English classicist Mary Beard explains the appeal of this comparison for Trump’s foes and supporters alike.
The Roman Republic was originally a system of shared political authority. The Senate, the people and elected magistrates shared power.
But in the first century BC, powerful and charismatic figures became more prominent. The old power-sharing arrangements broke down.

Bequest of Benjamin Altman, 1913/The Metropolitan Museum of Art
Caesar was the most significant of these figures. He was the ultimate populist who overthrew the conventional means of Republican government. Due to his military successes, vast fortune and enormous popular appeal, Caesar broke the system entirely.
Caesar fast-tracked the development of executive power in one person. This doomed the Roman Republic itself.
Trump has also sidelined key institutions and increased the powers of singular executive government. Threatening judges and the chair of the Federal Reserve are further examples of over-reach.
Trump draws on popular appeal to escape ramifications for these actions. His TV career, political rallies and domination of the news cycle contribute to a cult of personality.
Caesar paid the ultimate price for concentrating executive power in himself. He was stabbed to death by a group of angry senators. The republic, however, was beyond saving.
Caesar and the Roman Republic were different to Trump and America. Caesar was a blue-blood patrician, which Trump isn’t. Rome had its most powerful centuries ahead of it, while America is in decline.
Octavian: the man who became Augustus
Caesar didn’t manage the transition from Republic to autocracy. It was his nephew, Octavian, who did that.
After more than a decade of civil wars following Caesar’s murder in 44 BCE, Octavian became Augustus (27 BCE–14 CE) or emperor.
While he claimed to restore the republic, Augustus exercised ultimate power over the army, political institutions and the courts.

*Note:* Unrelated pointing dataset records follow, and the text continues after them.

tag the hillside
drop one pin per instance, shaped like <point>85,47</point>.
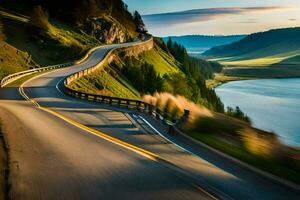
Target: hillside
<point>196,44</point>
<point>38,33</point>
<point>273,53</point>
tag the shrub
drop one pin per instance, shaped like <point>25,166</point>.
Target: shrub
<point>40,18</point>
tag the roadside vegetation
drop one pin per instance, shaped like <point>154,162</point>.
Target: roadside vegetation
<point>233,136</point>
<point>3,166</point>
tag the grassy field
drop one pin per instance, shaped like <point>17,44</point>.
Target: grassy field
<point>103,83</point>
<point>109,81</point>
<point>58,44</point>
<point>265,63</point>
<point>162,62</point>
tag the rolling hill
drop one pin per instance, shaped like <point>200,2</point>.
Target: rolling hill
<point>264,48</point>
<point>196,44</point>
<point>274,53</point>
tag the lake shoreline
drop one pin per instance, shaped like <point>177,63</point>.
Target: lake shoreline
<point>240,78</point>
<point>270,103</point>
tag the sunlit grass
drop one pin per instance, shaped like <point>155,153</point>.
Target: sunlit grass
<point>162,62</point>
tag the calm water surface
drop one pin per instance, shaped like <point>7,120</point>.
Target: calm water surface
<point>272,104</point>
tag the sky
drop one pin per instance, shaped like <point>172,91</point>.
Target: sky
<point>216,17</point>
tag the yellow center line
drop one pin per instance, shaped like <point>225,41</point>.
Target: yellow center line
<point>138,150</point>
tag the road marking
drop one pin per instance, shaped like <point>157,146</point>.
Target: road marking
<point>147,154</point>
<point>102,135</point>
<point>159,133</point>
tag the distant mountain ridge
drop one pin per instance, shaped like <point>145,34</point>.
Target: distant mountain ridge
<point>262,44</point>
<point>204,42</point>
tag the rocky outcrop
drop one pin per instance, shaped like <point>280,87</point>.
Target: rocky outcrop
<point>106,30</point>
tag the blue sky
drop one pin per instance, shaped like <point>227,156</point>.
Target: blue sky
<point>216,17</point>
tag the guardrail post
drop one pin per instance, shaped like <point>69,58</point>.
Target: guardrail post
<point>138,104</point>
<point>127,103</point>
<point>171,129</point>
<point>157,113</point>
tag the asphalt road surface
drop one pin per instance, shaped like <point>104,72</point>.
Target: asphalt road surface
<point>51,158</point>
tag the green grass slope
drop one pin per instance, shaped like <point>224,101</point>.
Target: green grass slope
<point>274,53</point>
<point>110,81</point>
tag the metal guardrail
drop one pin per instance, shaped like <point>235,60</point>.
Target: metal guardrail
<point>138,105</point>
<point>10,78</point>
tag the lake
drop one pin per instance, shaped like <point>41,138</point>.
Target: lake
<point>272,104</point>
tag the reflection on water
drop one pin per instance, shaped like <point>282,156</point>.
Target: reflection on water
<point>272,104</point>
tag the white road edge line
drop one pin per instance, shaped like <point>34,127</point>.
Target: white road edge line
<point>142,118</point>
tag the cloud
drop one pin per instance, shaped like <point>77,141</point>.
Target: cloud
<point>201,15</point>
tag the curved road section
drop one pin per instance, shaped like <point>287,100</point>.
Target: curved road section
<point>66,148</point>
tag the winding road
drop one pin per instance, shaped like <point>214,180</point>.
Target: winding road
<point>66,148</point>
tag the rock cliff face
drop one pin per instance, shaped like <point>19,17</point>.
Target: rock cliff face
<point>106,30</point>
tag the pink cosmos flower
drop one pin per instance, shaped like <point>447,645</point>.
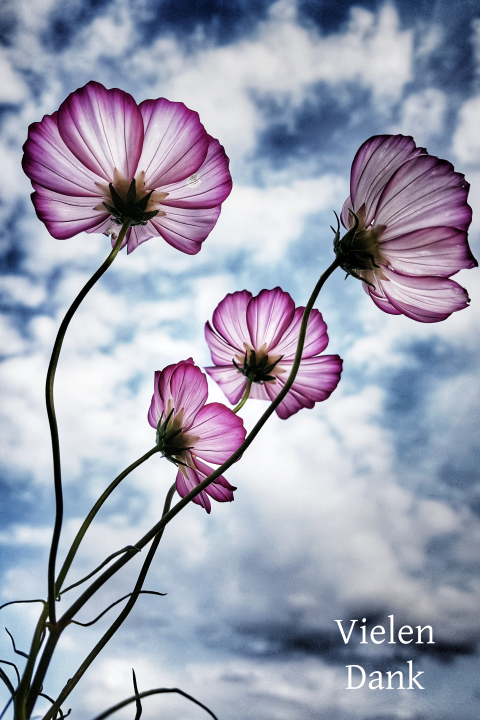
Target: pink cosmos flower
<point>411,237</point>
<point>255,338</point>
<point>83,159</point>
<point>189,432</point>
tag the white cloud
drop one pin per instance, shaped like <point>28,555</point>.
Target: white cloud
<point>423,115</point>
<point>466,139</point>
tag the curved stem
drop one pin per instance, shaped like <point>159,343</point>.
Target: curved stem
<point>120,619</point>
<point>157,691</point>
<point>57,474</point>
<point>245,397</point>
<point>168,516</point>
<point>22,690</point>
<point>89,519</point>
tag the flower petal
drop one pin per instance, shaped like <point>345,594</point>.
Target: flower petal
<point>65,216</point>
<point>231,382</point>
<point>425,299</point>
<point>268,316</point>
<point>175,143</point>
<point>316,379</point>
<point>184,229</point>
<point>424,192</point>
<point>220,489</point>
<point>188,479</point>
<point>47,161</point>
<point>220,433</point>
<point>207,187</point>
<point>230,320</point>
<point>103,129</point>
<point>439,251</point>
<point>373,166</point>
<point>157,406</point>
<point>316,339</point>
<point>186,388</point>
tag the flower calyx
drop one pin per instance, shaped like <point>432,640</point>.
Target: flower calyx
<point>131,209</point>
<point>165,439</point>
<point>254,371</point>
<point>356,249</point>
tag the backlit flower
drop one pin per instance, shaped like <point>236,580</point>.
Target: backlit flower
<point>190,432</point>
<point>255,338</point>
<point>413,218</point>
<point>82,161</point>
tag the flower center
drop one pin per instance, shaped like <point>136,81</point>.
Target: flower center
<point>258,366</point>
<point>173,443</point>
<point>359,250</point>
<point>130,200</point>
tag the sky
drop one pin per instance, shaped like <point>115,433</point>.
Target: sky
<point>364,507</point>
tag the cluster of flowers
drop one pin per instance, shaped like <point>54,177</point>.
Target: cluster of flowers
<point>103,159</point>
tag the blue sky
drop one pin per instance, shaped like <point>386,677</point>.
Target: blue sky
<point>366,506</point>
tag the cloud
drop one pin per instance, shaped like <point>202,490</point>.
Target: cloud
<point>333,516</point>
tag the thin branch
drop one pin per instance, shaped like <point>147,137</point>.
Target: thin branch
<point>91,516</point>
<point>15,602</point>
<point>62,714</point>
<point>157,530</point>
<point>52,420</point>
<point>94,572</point>
<point>7,662</point>
<point>139,592</point>
<point>19,652</point>
<point>6,679</point>
<point>118,622</point>
<point>6,707</point>
<point>138,702</point>
<point>157,691</point>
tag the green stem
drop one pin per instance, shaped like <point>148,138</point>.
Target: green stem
<point>245,397</point>
<point>168,516</point>
<point>120,619</point>
<point>90,517</point>
<point>57,474</point>
<point>23,687</point>
<point>156,691</point>
<point>92,589</point>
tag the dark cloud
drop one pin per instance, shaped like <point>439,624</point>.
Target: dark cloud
<point>221,21</point>
<point>68,18</point>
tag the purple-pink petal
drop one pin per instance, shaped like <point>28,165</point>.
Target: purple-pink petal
<point>188,479</point>
<point>187,390</point>
<point>413,216</point>
<point>48,162</point>
<point>268,316</point>
<point>375,163</point>
<point>425,299</point>
<point>316,339</point>
<point>230,320</point>
<point>424,192</point>
<point>157,406</point>
<point>184,229</point>
<point>65,216</point>
<point>231,382</point>
<point>220,432</point>
<point>208,186</point>
<point>269,324</point>
<point>315,381</point>
<point>175,143</point>
<point>103,129</point>
<point>441,251</point>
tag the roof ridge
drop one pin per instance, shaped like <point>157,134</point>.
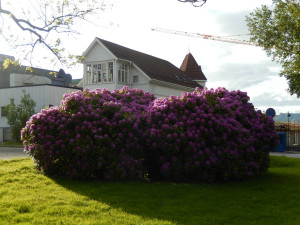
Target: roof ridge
<point>121,46</point>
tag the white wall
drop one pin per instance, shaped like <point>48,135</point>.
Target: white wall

He finished the process Caesar and others began, dominating the Senate and once-powerful positions such as consulships.
Augustus’ domination of the entire political system draws parallels with Trump. Some observers liken Trump to Augustus. They see similarities in Trump’s intimidation of institutions (including the courts and media) that provide checks on presidential power.
Augustus also developed a cult of personality, which is a feature of Trump’s rise.
Nero: from populist to pariah
Nero (54–68 CE), a colourful successor of Augustus, employed advisors with no political backgrounds. Epaphroditus, for example, was a former slave who became Nero’s secretary. He controlled the flow of information to and from the emperor. He became very wealthy and was intensely loyal to Nero.
Trump has shown similar instincts. Think of the wide-ranging powers to cut government programs granted to Elon Musk and his inexperienced team.
Like Trump, Nero could entertain a crowd. He publicly sang and recited poetry, which previous emperors never did. The elites detested this but the broader population loved it. Nero also put on lavish palace banquets.
But by the time of his death by suicide aged 30, Nero had isolated everyone.
It’s too simplistic, though, to say Trump is a Nero, as others have done. Trump remains connected to a large support base, as evidenced by his two presidential election victories.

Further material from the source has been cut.